By Yuri ANDRUKHOVYCH, The Day
Like all gamesters and mystifiers, Vladimir Nabokov is pliant and protean.
The chain of his lifelong transformations reminds one of his largest and
perhaps not the worst of his novels. The most spectacular transformation
was when crossing the Atlantic and his own equator - the 41-year-old Nabokov
decided to become a US author. Not a Russian-American, but a US one. And
the sad fact remains that he did. "So what is a fatherland after all?"
I was asked by a woman sharing train compartment with me sometime in 1990.
"Nabokov was a citizen of the world and lived in hotels. A Fatherland is
just a nuisance for a good writer."
Nabokov's native land (and all who are more or less familiar with his
talent agree) is primarily the height of summer. It is park alleys, arbors,
obsession with things English, tennis, and the cult of healthy hygiene.
It is also childhood, heaven on earth, his own golden era against the backdrop
of Russia's silver age. A perfectly typical ambitious, well fed and, clothed
son of a perfectly standard landlord, wearing Bermuda shorts and Panama
hat, surrounded with love and care, books, butterflies, correct non-Russian
education, regularly receiving the latest models of bicycles, workshop
tools ordered and supplied from European cities like Koblenz, Ems, or Utrecht.
One can believe that this was really so, because all this is described
by the author in such vivid detail; in fact, the descriptions are so carefully,
brilliantly, and singularly rendered, with such physiological precision
that I do not believe him. It suffices to take a closer look at his honest
childish-youthful face to become convinced of one's doubts.
His other visage is poetic. Almost everybody agrees that as a poet he
is rather uninteresting, although well trained, Parnassian, at times relatively
sentimental - sorry, I mean sensitive, except for his openly demonstrative
use of refined techniques. Poetry hates manipulation, strategy, or tactics;
poetry must be naturalness incarnate, or so they say. Well, I don't know
what this naturalness is all about. Perhaps the naturalness of poetry lies
in its artificiality? Nabokov's most successful mystification is probably
the fact that his poetry can prove much stronger than his prose. In 1970,
he published the collection Poems and Problems. As usual, it was
another showcase of verse and chess problems. Fishing out poems and lining
up chess pieces, tracking, catching, and pinning down butterflies, thinking
up characters and then lending them literary verisimilitude. To him, all
this was of the same family and species. An attitude found in only a truly
carried away poet, a provocateur of long-established hierarchies.

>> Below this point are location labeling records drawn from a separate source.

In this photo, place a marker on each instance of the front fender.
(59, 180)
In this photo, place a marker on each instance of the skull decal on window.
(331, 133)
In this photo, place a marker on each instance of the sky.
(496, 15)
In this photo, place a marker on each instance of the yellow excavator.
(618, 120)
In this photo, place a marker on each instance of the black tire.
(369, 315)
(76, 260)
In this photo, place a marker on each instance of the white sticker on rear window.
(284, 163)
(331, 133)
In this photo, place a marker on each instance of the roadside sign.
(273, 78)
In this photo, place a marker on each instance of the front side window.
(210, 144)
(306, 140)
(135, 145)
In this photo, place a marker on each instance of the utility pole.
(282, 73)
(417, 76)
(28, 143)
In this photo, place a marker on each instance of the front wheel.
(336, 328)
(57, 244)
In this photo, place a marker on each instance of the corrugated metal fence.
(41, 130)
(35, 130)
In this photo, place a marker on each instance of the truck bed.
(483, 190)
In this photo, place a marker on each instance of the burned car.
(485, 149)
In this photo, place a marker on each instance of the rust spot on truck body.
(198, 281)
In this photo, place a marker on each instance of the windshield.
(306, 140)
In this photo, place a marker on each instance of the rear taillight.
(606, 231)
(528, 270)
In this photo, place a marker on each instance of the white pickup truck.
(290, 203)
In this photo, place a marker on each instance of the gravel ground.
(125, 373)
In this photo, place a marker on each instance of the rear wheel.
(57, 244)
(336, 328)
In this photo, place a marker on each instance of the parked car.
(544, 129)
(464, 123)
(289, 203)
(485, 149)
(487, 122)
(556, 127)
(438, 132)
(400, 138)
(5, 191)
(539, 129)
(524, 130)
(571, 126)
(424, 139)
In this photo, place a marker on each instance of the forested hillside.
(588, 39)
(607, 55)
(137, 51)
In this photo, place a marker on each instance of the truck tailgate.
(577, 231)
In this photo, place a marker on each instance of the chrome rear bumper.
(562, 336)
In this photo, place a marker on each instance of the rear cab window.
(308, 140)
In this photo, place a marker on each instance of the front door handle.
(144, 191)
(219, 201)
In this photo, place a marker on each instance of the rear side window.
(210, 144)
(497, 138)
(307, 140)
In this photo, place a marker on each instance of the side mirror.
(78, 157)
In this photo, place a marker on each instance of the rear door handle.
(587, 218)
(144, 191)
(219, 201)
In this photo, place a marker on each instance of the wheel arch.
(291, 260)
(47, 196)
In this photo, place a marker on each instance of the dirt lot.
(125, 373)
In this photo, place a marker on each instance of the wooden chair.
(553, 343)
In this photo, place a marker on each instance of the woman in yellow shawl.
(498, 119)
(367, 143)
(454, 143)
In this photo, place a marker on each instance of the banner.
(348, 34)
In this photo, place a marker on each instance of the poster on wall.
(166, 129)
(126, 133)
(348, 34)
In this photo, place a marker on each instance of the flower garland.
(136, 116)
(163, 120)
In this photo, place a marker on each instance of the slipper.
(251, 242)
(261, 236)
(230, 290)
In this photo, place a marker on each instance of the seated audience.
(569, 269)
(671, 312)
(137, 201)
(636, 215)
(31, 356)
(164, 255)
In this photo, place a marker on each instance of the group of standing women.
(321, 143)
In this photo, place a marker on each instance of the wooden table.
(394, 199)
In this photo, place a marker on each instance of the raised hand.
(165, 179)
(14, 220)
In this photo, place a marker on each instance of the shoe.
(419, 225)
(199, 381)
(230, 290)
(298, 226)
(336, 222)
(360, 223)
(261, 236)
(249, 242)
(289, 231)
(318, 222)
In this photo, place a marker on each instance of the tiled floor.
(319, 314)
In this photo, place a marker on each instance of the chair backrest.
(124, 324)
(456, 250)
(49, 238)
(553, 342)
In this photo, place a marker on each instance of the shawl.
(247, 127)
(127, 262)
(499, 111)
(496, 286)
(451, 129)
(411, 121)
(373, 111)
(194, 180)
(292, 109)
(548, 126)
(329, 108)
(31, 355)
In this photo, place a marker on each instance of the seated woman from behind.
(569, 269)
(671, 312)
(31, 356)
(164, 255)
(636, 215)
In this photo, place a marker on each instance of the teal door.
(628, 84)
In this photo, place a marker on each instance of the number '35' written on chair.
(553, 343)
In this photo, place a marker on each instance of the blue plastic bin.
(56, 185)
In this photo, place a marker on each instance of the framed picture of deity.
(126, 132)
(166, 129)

And thus his next visage is provocative. And the entomological habit
of pinning things comes in very handy. Nabokov really pins one down with
his murderously accurate characterization, lapidary, acrimonious, and stylistically
faultless. His collection of victims reminds one rather of a pantheon of
culture with luxuriously sounding exotic names and picturesque diversified
portrayals. There they are dying slowly on their pins embedded in eternity:
Dostoyevsky, Camus, Joyce, Freud, Thomas Mann, also an oblique character
named Solzhenitsyn and another called Pasternak... Just look at what is
left of Chernyshevsky! Spots of ink on the elbows, dirty fingernails, dandruff
on the shoulders. The poor unlucky devils that attracted his cold ruthless
attention. And the poor devil of the author with his lethal precision,
delivering viciously accurate blows. A more than vivid testimony to Nabokov's
deeply hidden inferiority and desperate loneliness. Always under suspicion,
criticized by one and all, loved by none, with a sharp venomous tongue,
a homeless American, hotel cosmopolitan, everyman in search of his true
homeland, a loser in his every triumph.
Yes, a loser. Like every other great literary phenomenon, the Nabokov
project turns out a failure after all has been said and done. His mystifications
are too obvious, his playacting is piercingly true to life, his aristocratic
condescension and indifference are actually a plebeian's passion for existentialism,
his mind-boggling literary experimentation betrays a hack's blunders. Only
his joy is genuine. The joy of writing and reading, of being an author.
And it is our joy as well: a capricious desire to pick a book from a shelf,
spotting a familiar title, and reread it, maybe starting in the middle,
at the peak of a hot summer day, amidst paradise on earth, finding oneself
in the middle of a novel and real life.
True gamesters cannot be professionals. And vice versa.